Sus labios, muy prominentes y carnosos, son quizás lo más característico de su boca. Y, por supuesto, cumplen su correspondiente función: bien irrigados y sensibles, ejercen de apoyo táctil para detectar a los animalillos de los que se alimentan pegados a la roca. Para el pescador de caña son una bendición, pues el anzuelo clava firmemente en este grueso apéndice, con lo que se evita perder la pieza.

La cabeza es pequeña, en consonancia con la boca, cuya apertura alcanza un ángulo de unos 45º, muy lejos de lo que se esperaría en otra especie carnívora de alimentación ictívora. Así pues, si comparamos algunos peces que viven en entornos similares y de tamaño también parecido, como podrían ser un gallano o una julia (lábridos) y una cabrilla (serránido), pronto evidenciaremos está diferencia. Con sólo observar su boca distinguiremos sus diferentes adaptaciones, en cuanto a régimen alimenticio se refiere.

Eso no impide para que, habitualmente, pesquemos en el mismo lugar, con la misma carnada y los mismos aparejos estos tres peces. No obstante, la cabrilla posee anchas mandíbulas, con una boca enorme si la comparamos con la de un lábrido y pequeños dientes, que sirven únicamente para retener a su pieza.
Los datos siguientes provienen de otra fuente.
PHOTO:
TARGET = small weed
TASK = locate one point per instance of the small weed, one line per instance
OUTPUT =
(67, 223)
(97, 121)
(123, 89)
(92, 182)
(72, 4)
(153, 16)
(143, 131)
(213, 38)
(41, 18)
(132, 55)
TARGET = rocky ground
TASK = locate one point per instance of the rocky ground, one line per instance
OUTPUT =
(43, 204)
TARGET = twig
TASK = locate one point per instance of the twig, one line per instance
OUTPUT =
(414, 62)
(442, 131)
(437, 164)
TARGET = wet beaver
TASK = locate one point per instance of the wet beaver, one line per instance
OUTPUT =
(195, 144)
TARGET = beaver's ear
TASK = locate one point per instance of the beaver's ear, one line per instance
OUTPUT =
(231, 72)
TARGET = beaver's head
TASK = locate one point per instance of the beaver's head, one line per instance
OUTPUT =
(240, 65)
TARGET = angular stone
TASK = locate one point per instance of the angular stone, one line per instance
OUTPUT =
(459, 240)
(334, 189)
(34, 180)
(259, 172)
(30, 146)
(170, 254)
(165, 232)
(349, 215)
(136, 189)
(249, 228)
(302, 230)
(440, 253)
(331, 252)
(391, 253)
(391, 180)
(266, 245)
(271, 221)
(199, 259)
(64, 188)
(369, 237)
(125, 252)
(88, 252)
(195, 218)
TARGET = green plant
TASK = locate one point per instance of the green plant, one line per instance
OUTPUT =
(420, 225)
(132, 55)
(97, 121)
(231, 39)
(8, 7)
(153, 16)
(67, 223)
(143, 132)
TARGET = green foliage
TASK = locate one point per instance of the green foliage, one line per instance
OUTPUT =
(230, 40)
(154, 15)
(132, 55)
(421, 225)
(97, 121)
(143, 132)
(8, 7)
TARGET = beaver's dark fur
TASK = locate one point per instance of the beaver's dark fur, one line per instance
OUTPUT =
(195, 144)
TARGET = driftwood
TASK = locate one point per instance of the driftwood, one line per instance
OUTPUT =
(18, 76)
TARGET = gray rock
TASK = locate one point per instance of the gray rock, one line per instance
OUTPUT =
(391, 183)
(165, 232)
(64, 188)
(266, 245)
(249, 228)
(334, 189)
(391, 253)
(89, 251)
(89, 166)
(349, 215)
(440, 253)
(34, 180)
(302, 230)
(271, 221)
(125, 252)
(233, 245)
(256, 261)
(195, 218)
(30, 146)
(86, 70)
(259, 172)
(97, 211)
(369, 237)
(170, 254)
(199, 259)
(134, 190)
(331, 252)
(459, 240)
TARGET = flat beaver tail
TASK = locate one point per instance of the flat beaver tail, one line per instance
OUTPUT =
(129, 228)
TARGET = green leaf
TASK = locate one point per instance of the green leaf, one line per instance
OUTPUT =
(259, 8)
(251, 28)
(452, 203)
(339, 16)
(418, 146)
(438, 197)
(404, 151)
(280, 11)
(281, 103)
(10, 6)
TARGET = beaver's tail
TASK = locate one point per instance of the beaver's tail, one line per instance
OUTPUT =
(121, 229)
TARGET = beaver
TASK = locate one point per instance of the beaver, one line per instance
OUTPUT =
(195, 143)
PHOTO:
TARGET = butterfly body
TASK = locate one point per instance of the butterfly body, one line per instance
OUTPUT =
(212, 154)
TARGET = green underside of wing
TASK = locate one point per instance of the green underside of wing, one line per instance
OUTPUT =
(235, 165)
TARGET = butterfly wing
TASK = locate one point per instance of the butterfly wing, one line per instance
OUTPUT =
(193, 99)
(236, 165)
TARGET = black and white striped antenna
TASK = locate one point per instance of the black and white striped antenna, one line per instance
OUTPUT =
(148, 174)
En el caso del gallano o de la julia, los dientes son curvos, más fuertes, grandes y afilados, idóneos para “rascar” en la roca y desprender a los animalillos allí asidos. Tampoco necesitan una gran boca o unas anchas mandíbulas, pues nunca ingieren otros peces a los que deban capturar.

Por tanto, la cabrilla, como buen serránido que es, está diseñada para capturar pequeños peces y otros animalillos de un bocado, con lo que una boca pequeña le haría fallar en muchas ocasiones. Pero, como vemos, no es el caso de los lábridos.

Ahora ya sabemos un poco más sobre esta familia tan típica en nuestras costas. En próximos reportajes detallaremos los aparejos y las técnicas más eficaces para su captura.